Sous l'arche d'arrivée, on a fait la rencontre de la Canadienne Julie Lajeunesse (46 ans) qui effectuait son neuvième marathon accomplie en 2h43’36 : « j’étais venue pour le semi de Paris en 2013 et je m’étais dit que je reviendrais quand je courrais des marathons. C’est un magnifique parcours, une foule exceptionnelle, j’ai adoré ! J’avais regardé plein de vidéos, je savais où étaient les faux-plats et les côtes. Je reste une semaine entière pour en profiter aussi les prochains jours.

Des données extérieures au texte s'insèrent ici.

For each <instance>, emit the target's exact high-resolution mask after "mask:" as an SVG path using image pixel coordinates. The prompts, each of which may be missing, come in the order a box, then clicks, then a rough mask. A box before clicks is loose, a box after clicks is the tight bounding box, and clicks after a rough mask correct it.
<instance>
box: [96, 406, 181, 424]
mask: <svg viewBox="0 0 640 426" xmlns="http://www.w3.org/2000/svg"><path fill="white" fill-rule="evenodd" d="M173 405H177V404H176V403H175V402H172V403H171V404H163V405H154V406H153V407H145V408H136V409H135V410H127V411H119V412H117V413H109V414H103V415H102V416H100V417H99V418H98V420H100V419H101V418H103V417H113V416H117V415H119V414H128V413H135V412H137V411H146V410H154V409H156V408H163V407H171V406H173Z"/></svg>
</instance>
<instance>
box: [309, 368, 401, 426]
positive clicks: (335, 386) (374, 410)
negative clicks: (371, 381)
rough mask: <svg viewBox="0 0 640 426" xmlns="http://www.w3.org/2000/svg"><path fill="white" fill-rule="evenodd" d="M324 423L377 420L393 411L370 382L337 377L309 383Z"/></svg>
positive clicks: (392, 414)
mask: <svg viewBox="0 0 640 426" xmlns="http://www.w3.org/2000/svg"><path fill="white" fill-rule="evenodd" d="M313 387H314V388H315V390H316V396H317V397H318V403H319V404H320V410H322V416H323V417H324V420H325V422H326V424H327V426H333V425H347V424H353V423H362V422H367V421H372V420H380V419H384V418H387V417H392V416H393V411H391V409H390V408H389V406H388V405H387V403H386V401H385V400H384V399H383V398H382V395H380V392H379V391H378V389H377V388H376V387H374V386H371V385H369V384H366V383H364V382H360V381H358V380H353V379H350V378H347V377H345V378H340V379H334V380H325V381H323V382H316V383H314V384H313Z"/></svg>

À l’époque, j’avais fait un temps surprenant et je courais avec mes émotions, et c’est ça que j’ai fait aujourd’hui : j’ai couru pour moi. »
La solidarité s'impose
Depuis 2012, le Schneider Electric Marathon de Paris a intégré à son dispositif d'inscription un programme de dossards associatifs, offrant aux participants la possibilité de prendre part à la course tout en soutenant une cause qui leur tient à cœur. On relève une forte montée en puissance de l’engagement solidaire : environ 8 500 coureurs (6 000 en 2025) ont fièrement endossé un dossard associatif, permettant de collecter plus de 8,5 millions d’euros au profit de 300 associations.
C'est le cas de Joseph Petrop (29 ans), premier marathon achevé en 3h21 : « c’était incroyable, mon premier marathon ! Je viens de New York et du New Jersey, j’adore Paris. Je suis déjà venu une fois pour deux nuits. Je venais juste de me mettre à la course à pied, et je m’étais dit que je reviendrais pour courir le marathon, donc c’était incroyable. J’ai couru pour l’American Cancer Society. J'ai perdu mes grands-parents, et mon père a eu un cancer cette année. Ça va maintenant, tout va bien dit. Je fais le semi-marathon de Brooklyn dans quatre semaines.
Sous le signe de la résilience
Plus qu’un simple rendez-vous sportif, la présence du handisport au Schneider Electric Marathon de Paris est un symbole. Elle incarne une volonté forte d’inclusion. Pour Jorge Madera Jimenez (8e en 2h33'28), athlète fauteuil, au moins une douzaine de marathons à son actif, c’était bien plus qu’une course. « Je viens d’Espagne et je suis venu avec une amie. Il y a deux ans, j’étais à l’hôpital pour une opération. Maintenant, je cours pour être heureux, car être un athlète professionnel, c’est fini à cause de ma prothèse. »
Laure Manaudou, l'inspiration d'un premier marathon
L’une des principales célébrités du peloton, Laure Manaudou (ambassadrice Hyundai), a terminé son aventure après 4h30’44 d’effort intense. La championne olympique de natation devient ainsi une source d’inspiration pour toutes celles et ceux qui se sont élancés pour leur premier 42,195 km. Ses maîtres mots : dépassement de soi, progression et bien-être. « J’étais bien jusqu’au 29e km. J’ai la chance d’avoir mon grand-frère et Marion (Pelé) qui m’ont accompagnée durant toute la course. J’ai été encouragée tout au long du parcours. Bravo à tous les coureurs ! »
Miguel Mattioli, plus connu sous le pseudo de Michou sur YouTube (11 millions d’abonnés), a également traversé les lieux les plus emblématiques de Ville Lumière ce dimanche.
Alors que les rues retrouvent leur calme et que les jambes se reposent, les cœurs, eux, restent habités par cette parenthèse magique. Le marathon s’achève, mais les émotions, elles, restent gravées pour toujours.